Compile messy HTML into compact context for AI agents.
While building websites, people may need to render rich text into different formats.
For example, I've got an <video> tag, but I wanna render it with my own React video component.
But I also want to render the whole html easily rather than parse it manually.
html2any helps you render an HTML string. It parses HTML and gives you the ability to transform it from the source format into your target format.
html2any provides the following APIs:
-
AST(Object) parse(String source) -
void transform(AST ast, function rule) -
void html2any(html, function rule) -
parse
Build an AST from HTML/XML source.
- transform
Convert the AST to a final form with a custom rule.
- html2any
Convert the html/xml to the final form directly.
npm i -S html2any
import html2any, { parse, transform } from 'html2any'
const html = escapeHTMLEntity(`<div>123</div>`)

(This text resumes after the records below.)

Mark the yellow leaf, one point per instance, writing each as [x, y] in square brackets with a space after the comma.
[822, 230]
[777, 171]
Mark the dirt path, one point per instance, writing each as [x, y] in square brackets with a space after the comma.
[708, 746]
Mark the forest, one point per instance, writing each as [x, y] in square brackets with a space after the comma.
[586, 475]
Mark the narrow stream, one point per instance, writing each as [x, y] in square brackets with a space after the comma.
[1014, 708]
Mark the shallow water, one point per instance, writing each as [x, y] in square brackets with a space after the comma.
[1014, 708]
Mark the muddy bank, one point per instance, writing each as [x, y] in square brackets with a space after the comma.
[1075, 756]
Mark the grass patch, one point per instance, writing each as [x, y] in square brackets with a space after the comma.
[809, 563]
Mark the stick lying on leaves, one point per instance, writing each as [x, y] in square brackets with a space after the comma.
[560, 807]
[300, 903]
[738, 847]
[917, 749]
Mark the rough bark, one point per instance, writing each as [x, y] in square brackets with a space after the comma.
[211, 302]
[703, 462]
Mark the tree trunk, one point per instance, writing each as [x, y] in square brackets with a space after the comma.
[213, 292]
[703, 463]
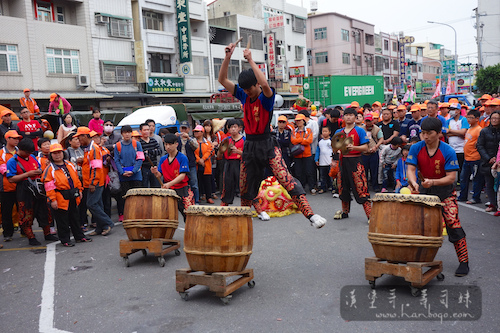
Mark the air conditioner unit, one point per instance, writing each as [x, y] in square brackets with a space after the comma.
[100, 19]
[82, 80]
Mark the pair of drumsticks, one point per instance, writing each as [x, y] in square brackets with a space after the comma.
[239, 40]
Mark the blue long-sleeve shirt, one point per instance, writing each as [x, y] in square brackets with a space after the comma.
[126, 160]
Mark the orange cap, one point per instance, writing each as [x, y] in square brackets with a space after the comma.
[12, 134]
[300, 116]
[82, 131]
[56, 147]
[415, 107]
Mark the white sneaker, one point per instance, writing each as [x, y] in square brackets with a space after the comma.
[317, 221]
[264, 216]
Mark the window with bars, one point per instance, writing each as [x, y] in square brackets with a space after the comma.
[299, 53]
[119, 28]
[320, 33]
[345, 34]
[159, 63]
[118, 73]
[233, 70]
[346, 58]
[257, 42]
[321, 57]
[62, 61]
[152, 20]
[8, 58]
[298, 24]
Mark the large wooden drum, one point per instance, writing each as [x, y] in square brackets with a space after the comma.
[150, 213]
[218, 239]
[406, 227]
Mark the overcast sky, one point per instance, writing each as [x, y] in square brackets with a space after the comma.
[411, 17]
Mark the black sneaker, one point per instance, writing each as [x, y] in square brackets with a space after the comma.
[51, 238]
[34, 241]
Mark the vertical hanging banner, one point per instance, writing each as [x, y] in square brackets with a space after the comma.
[271, 55]
[184, 30]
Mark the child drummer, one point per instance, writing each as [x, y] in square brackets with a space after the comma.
[174, 167]
[438, 164]
[261, 149]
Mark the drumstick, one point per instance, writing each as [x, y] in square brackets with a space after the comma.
[235, 43]
[152, 164]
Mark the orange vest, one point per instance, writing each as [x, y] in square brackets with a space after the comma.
[7, 186]
[55, 180]
[92, 167]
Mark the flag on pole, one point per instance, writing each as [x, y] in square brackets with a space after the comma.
[437, 93]
[448, 86]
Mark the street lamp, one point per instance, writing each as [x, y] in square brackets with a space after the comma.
[456, 58]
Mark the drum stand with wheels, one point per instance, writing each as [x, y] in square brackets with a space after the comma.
[155, 246]
[412, 272]
[216, 282]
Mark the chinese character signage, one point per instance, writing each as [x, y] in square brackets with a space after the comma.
[275, 21]
[297, 71]
[184, 30]
[271, 55]
[165, 85]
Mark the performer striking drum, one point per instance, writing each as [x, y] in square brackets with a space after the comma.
[261, 149]
[438, 164]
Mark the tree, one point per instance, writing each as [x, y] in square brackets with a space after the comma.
[488, 79]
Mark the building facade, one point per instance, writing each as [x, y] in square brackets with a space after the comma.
[339, 45]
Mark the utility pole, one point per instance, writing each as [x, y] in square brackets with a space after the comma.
[479, 37]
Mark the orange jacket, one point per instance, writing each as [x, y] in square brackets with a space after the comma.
[92, 166]
[303, 138]
[55, 180]
[6, 186]
[206, 152]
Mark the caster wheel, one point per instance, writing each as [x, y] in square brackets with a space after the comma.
[184, 295]
[225, 300]
[415, 292]
[161, 261]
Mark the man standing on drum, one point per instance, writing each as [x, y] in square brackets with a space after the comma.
[261, 149]
[438, 163]
[174, 167]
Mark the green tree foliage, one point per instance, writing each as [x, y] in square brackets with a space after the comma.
[488, 79]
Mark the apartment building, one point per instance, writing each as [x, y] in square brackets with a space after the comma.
[339, 45]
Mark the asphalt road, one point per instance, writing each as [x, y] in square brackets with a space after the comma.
[299, 273]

const ast = parse(html)[0]
function rule(node, children) {
if (typeof node === 'string') {
return node
} else {
return <div>{node}</div>
}
}
const vdom = transform(ast, rule)
// JSX vdom form of html
// { type: 'div', props: {...}, children: '...' }Or you can just call html2any directly
const vdom = html2any(html, rule)Convert a local file, URL, or stdin into compact Markdown:
html2any md <file|url|->
# Short alias
html2 md <file|url|->Examples:
html2 md page.html > page.context.md
cat page.html | html2 md - --url https://example.com/pageThe Markdown output keeps docs-friendly structure: title, description, headings, paragraphs, lists, tables, code blocks, and links.
The extractor is deterministic and token-size friendly. It drops scripts, styles, hidden content, and layout chrome while preserving semantically useful docs content.
Use html2any to construct an AST from an HTML string, then convert each node recursively with the rule passed to the transform function.
For example, translate a <p> tag into a React Native component like <Text style={styles.paragraph}> with prepared styles, then decode the paragraph content to avoid HTML entity issues.